Today, as we end our spring break, I unpacked my suitcase for a trip I never took (now that’s an entirely other story for another day). I can say for sure that this week did not go as I had originally planned, and I did not do the things I originally thought I would do.
For starters, I had planned to revamp the blog website, I had planned to read a new book, and I had planned to figure out how to put on some dang parental controls on my kids’ cell phones. None of those things happened.
I’m not here to complain, rather I am here to say…it’s ok.
And that is what I have to say to each and every one of you taking time out of your crazy busy life to read this here and now…it’s ok. Whatever it is, wherever you are, whatever you did or did not do today…it’s ok.
Several years ago when I quit working full-time to stay home, I found something missing…something that I needed. It’s something between affirmation and accountability. As a teacher, I was used to expectations and deadlines, I was accustomed to having certain things done a certain way by a certain time. When I would do things as I should and when I should, most often things would continue to go smoothly, I would be in good standing with parents, students, and colleagues, and I would even get a “thank you” or a “good job” from time to time.
As a stay-at-home mom of both teens and toddlers, I didn’t necessarily find that same professional decorum. Even on my best and most-prepared days, a kid might still throw a temper tantrum throwing off the rest of the day. Even on days when I am slated to have everything ready on time, there’s an inevitable accident that slows everything down. Even when everything is going as it should, there’s still an exhaustive list of items that just don’t get done or some kid whose need just isn’t met (you know, not enough toothpaste on the toothbrush or socks that have an itchy seam). I found myself night after night running the day through my head thinking about all the things I just couldn’t do or didn’t do or forgot to do or that I needed to do the next day.
One of my favorite lines from the show “Mad Men” is when Don Draper says, “If you don’t like what’s being said, change the conversation.” That’s exactly what I had to do in the middle of my nightly ritual of all the “didn’t dos” for that day. I simply had to stop what was being said and change the conversation.
After some clear self-talk, I changed my nightly conversation to “What did I do right today?” I am serious. I literally ask myself this question every night before I go to sleep. If I lose my cool with one of the kids in the morning, then my “what I did right” might be that I was quick to apologize and I sent that kid off to school on the right note. If I didn’t do the laundry that was piled up like I thought I would, then my “what I did right” might be that I read a story to our little one before his nap instead of washing clothes.
I eventually realized that for every task that didn’t get done, another one did. Usually it was something not originally on the to-do list, but it was surely important, at least at that moment.
So I am here to tell you, whatever you thought you would do over spring break or over this weekend that did not get done…it’s ok.
If you thought you would read a book but didn’t…it’s ok.
If you thought you would finally Marie Kondo your entire house but didn’t…it’s ok.
If you thought you would potty train your toddler but it didn’t happen…it’s ok.
If you thought you and your teen would finally pick a college and you’re now more unsure than before…it’s ok.
If you thought you would have all the laundry done by now and it isn’t…it’s ok.
If you thought you would be ready for Monday and you’re just not…it’s ok.

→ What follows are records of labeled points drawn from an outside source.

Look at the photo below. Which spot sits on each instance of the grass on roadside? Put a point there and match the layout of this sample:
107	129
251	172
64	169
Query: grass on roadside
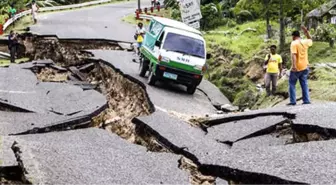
6	62
27	21
240	39
20	25
131	17
320	52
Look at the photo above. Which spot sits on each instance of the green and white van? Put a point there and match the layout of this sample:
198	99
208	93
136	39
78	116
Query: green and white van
173	51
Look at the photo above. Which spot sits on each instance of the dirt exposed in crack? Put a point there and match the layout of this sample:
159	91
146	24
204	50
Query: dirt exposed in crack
51	75
196	178
127	97
11	175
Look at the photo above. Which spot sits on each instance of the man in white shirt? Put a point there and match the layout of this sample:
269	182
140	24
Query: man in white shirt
140	33
34	10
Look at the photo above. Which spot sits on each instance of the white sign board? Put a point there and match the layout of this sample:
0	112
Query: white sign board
195	24
190	10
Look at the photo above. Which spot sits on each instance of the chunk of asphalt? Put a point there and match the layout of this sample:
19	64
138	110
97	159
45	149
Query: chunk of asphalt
83	85
126	46
220	181
46	96
305	163
235	130
266	140
169	96
215	96
74	122
9	107
218	120
7	157
16	122
79	74
4	55
86	67
93	156
17	80
45	62
59	68
180	137
321	114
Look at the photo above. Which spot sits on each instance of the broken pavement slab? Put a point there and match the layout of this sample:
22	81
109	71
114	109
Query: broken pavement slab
178	135
24	91
94	156
236	130
215	96
169	97
303	163
7	157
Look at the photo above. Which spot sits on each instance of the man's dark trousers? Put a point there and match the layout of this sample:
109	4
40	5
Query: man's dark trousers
12	51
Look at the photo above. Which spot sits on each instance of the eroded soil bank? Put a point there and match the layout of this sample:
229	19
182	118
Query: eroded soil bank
127	97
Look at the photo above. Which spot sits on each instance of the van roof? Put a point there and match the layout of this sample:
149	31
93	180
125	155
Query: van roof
186	33
176	24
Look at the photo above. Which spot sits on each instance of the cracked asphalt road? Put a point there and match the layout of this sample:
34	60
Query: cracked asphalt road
166	98
102	22
88	155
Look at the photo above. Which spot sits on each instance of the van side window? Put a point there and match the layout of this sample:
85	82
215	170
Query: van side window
161	37
150	26
156	29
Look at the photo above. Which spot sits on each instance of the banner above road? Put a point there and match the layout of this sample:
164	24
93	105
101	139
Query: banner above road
190	10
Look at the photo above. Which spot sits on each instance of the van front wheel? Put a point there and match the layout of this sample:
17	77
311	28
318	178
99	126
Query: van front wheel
143	67
151	78
191	89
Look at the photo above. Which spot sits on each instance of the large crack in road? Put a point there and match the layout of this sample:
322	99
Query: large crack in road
127	96
131	114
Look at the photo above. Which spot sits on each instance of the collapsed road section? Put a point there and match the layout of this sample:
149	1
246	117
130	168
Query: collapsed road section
126	97
254	148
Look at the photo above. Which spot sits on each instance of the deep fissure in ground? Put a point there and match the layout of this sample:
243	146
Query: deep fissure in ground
126	96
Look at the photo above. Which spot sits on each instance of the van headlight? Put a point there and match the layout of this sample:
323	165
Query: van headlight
165	59
198	67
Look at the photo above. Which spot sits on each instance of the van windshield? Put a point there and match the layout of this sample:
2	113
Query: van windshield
184	44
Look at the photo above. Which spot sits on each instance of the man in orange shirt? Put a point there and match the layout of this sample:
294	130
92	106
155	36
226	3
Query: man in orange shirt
300	69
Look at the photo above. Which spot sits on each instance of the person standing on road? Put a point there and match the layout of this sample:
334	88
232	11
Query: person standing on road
273	63
12	45
140	33
34	9
300	69
12	12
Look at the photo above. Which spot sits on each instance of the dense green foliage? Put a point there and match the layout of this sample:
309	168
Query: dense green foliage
24	4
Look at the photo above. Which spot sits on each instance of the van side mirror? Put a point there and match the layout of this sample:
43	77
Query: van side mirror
157	43
208	56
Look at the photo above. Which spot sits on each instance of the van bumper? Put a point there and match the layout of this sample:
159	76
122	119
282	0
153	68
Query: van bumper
183	77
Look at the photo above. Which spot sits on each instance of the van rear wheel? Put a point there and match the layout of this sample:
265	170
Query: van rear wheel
191	89
143	67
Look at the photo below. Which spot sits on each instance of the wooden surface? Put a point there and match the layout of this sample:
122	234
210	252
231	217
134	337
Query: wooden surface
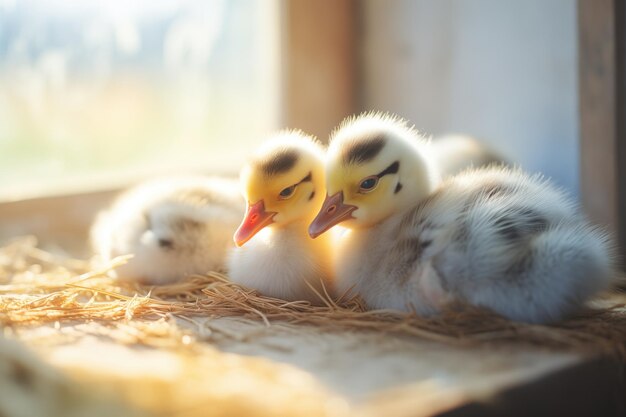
320	70
602	78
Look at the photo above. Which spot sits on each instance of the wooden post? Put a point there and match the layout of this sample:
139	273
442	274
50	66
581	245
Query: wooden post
602	95
319	64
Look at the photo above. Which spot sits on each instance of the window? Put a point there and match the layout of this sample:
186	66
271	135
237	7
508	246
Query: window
93	89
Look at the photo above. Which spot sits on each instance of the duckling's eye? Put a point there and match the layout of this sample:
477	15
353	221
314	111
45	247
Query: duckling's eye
368	184
287	192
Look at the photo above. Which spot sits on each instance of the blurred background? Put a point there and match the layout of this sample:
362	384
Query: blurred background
95	94
91	87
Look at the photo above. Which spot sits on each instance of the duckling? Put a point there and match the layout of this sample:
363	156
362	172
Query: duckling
283	185
492	237
454	153
174	227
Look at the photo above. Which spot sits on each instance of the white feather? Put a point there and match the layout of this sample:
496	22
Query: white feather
173	227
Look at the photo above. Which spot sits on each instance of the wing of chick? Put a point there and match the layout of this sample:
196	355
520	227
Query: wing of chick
173	227
513	243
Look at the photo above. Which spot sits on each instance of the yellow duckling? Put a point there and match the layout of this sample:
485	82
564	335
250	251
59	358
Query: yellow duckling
283	185
493	237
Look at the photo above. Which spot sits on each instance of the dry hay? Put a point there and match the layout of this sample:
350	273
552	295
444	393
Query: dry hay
38	287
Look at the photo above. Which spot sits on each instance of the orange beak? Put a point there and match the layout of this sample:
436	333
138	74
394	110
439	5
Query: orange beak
333	211
256	219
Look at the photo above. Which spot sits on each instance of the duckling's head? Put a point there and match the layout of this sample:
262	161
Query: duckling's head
282	183
376	166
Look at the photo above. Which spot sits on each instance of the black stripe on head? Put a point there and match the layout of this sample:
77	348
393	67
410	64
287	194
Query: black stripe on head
363	150
391	169
280	162
308	178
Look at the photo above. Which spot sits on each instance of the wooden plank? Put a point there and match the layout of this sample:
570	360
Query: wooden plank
61	221
319	67
602	91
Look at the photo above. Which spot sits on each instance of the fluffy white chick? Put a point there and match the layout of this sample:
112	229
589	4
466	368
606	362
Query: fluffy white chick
283	185
494	237
174	227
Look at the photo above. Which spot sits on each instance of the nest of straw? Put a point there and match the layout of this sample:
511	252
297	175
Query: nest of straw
37	287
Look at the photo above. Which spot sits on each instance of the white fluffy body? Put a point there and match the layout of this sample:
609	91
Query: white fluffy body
493	237
174	227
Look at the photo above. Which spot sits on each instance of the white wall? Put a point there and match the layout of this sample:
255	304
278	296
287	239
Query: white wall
505	71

If you think about it, I promise you, for every task on your list that isn’t done, you can think of other things that you did do instead. Maybe instead of reading that new book, you let your brain and your body relax and you binge-watched Fixer Upper with your family. Maybe instead of having those future college plans nailed down with your teen, you went off the beaten path and added a few new ones to your list…muddying the waters, sure, but you have so much more to talk about and to consider now. Maybe instead of doing all that laundry, you watched the kids perform made up cheer and gymnastic routines on the trampoline.
The truth is, whatever it is you did, it was important and you did it.
So here is your new to-do list for you for tomorrow. First off, don’t apologize. So what the laundry isn’t done or the kid isn’t potty trained or the house is more a wreck now than before you started to Marie Kondo the whole thing. It doesn’t matter. The truth is, you can change the conversation. Talk about all the fun you had, the new show you watched, or your favorite thing you watched your kid do. And secondly, when you talk to yourself when you go to bed at night, the only thing you should be worried about is what did you do right. The truth is, no matter what you did or didn’t do today…it’s ok!
My philosophy as well Opal ..... be thankful and grateful for all our blessings and the little detours that could very well be monumental to others ... it is ok that you didn't get everything on your list done!! Awesome read, thanks for sharing!! <3 :)
ReplyDeleteI love this..."be thankful and grateful for all our blessings and the little detours..." Well said!
DeleteFabulous and great advice. I’m such a negative Nellie to myself at night. I lay in bed and think of all the things I “should of, would of, could of” that I then can’t sleep. I went to bed at 6pm last night because I was overwhelmed with my to do list. I’m changing the conversation tonight. Thank you.